January is National Human Trafficking and Slavery Awareness and Prevention Month.
Learn more about human trafficking and how Safe Horizon helps victims of modern-day
slavery.
Human trafficking, also described as modern-day slavery or involuntary servitude, affects an
estimated 700,000 to 2 million people around the globe every year. Of this number,
thousands of victims land in the United States – with New York City serving as a major
destination and transit point.
Traffickers often transport individuals from their home countries to unfamiliar destinations, leaving them defenseless
and vulnerable. Victims are often forced, through physical violence and psychological threats, to engage in sex acts or to
perform work under slavery-like conditions. Trafficking in persons is a violation of human rights.
The United States made human trafficking a federal crime in 2000 with the passage of the Trafficking Victims Protection
Act (TVPA). New York State also made human trafficking a crime in November 2007.

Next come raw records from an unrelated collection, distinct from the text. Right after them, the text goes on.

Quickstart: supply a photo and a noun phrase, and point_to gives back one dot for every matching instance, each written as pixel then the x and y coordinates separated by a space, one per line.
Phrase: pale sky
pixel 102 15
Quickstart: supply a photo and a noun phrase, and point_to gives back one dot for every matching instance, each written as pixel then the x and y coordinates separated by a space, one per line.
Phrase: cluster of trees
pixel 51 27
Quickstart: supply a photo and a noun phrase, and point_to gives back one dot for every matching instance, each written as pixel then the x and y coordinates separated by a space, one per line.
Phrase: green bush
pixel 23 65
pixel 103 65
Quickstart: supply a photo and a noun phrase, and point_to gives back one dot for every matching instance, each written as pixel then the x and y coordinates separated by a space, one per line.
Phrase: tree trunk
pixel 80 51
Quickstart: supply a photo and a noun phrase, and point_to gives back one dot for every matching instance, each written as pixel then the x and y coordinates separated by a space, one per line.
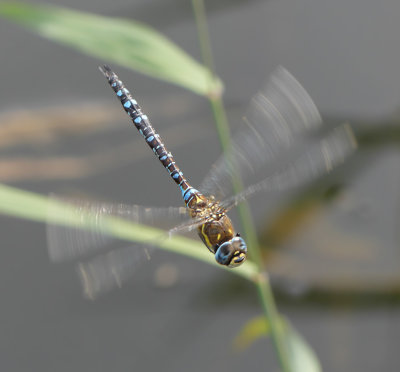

Two Main Types of Trafficking
According to the Trafficking Victims Protection Reauthorization Act of 2008, the different types of trafficking are

Sex trafficking: In which a commercial sex act is induced by force, fraud, or coercion or in which the person
induced to perform a sex act is not yet 18 years of age (child sex trafficking).

Labor trafficking: Recruiting, harboring, transporting, providing, or obtaining a person for labor or services,
through using force, fraud, or coercion. The person is subjected to involuntary servitude, debt bondage,
peonage, or slavery.
There are three common elements to trafficking cases on which both international and federal definitions agree:

Process - the victim is recruited, transferred, harbored, obtained, or moved by a trafficker.

Means - the trafficker uses force, fraud, coercion, abduction, threat, deception, or the abuse of power to gain
control over the victim.

End - the victim is exploited for forced labor, involuntary servitude, slavery, debt bondage, or commercial sex
acts.
Smuggling vs. Trafficking
Trafficking and smuggling are two different crimes, and law enforcement regards trafficked persons and smuggled
persons in different ways.
Trafficking involves:

An element of coercion. A person cannot consent to enslavement.

A restriction of movement, withholding documents, providing low or no pay, etc.

Crime or violation against a person.

Subsequent exploitation and/or forced labor.

Trafficked persons are seen as victims by the law.
Smuggling involves:

Unauthorized border crossings.

No coercion.

Facilitated illegal entry of person from one country to another.

Smuggled persons are seen as criminals by the law.
It is important to distinguish between trafficking and smuggling, in order to identify those who are trafficking victims and
to provide appropriate services.
Some Questions to Consider
If you are a service provider, the Safe Horizon Anti-Trafficking Program recommends that you incorporate the following
questions into your client assessment. Answers to these questions can reveal whether or not your client may be a victim
of trafficking. These questions alone will by no means serve as a comprehensive assessment of a trafficking case. Please
contact Safe Horizon's Anti-Trafficking Program for assistance.

Did the person come to the United States for a specific job or other purpose?

Upon arrival, was the person forced to do different work than what he/she was promised?

Does the person have access to his/her personal documents, identification papers, etc.?

Does the person owe money to the employer?

Can the person leave his/her present situation?

Has the person been threatened with harm or deportation if he/she tries to leave?

Have family members been threatened?

Is the person's freedom restricted in any other way?